4. According to the Energy Surfeit Theory (EST), obesity is caused by an excess of calories. Interventions based on the EST have failed to break the epidemic and have led to a ’blame and shame’ culture in which victims are blamed for their condition and, in some places, health services are withdrawn.

5. Lack of progress and stagnation with the EST approach requires new evidence-based approaches to tackle obesity. The insulin theory claims that obesity is caused by a chronic elevation of insulin in a diet that contains too much carbohydrate. The homeostasis theory explains obesity as a vicious ’circle of discontent’, involving body dissatisfaction, negative affect and emotional consumption.

6. Obesity begins in the womb, develops in the crib and accelerates in early life. Attachment patterns, body dissatisfaction and negative affect influence eating and food preferences in early adolescence and these patterns continue into adulthood.

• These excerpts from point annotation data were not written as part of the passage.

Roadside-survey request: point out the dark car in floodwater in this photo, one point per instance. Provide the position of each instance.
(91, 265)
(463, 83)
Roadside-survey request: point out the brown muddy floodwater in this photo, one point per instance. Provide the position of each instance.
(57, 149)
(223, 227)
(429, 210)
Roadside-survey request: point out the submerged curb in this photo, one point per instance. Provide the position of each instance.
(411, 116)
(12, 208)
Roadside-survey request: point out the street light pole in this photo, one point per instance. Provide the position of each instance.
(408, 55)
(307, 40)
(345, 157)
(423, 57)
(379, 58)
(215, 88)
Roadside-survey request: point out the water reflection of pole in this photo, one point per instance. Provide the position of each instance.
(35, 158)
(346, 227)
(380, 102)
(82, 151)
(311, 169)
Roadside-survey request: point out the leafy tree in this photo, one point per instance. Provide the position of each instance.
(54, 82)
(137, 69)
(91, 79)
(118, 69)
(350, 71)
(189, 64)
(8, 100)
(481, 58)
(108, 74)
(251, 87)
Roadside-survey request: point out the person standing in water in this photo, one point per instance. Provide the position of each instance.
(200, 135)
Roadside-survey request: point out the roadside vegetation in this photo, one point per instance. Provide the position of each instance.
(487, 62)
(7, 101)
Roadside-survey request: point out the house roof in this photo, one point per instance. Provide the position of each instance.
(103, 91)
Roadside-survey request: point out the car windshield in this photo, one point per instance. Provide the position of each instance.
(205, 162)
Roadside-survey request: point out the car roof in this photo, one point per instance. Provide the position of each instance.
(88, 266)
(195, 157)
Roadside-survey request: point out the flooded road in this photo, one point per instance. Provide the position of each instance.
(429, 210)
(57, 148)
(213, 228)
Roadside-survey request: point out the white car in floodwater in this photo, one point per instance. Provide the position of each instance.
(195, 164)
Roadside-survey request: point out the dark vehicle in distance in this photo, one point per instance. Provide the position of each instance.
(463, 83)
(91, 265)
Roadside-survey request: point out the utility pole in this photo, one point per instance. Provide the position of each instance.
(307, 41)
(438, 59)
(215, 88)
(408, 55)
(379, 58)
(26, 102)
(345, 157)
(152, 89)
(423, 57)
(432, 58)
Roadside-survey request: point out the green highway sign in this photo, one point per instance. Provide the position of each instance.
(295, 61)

7. In spite of high prevalences of overweight and obesity almost everywhere, the ’thin ideal’ pervades popular culture with narratives and images of thinness. This influence can have nothing but a negative effect on both young and adult people the world over.

8. Diets that are low in carbohydrates and plant-based diets containing low amounts of sugar, little or no red meat and the minimum of fats promote weight loss and help prevent obesity, diabetes, metabolic syndrome, coronary heart disease and cancer.

9. Drug therapies have poor outcomes. The most effective treatment, bariatric surgery, is costly and inaccessible to the majority of people who would benefit from it. There also can be unwanted, long-term effects from surgery.

10. Governmental actions, guidelines and programmes independent of corporate interests are required at all levels of society to reduce the prevalence of obesity and other chronic, diet-based conditions.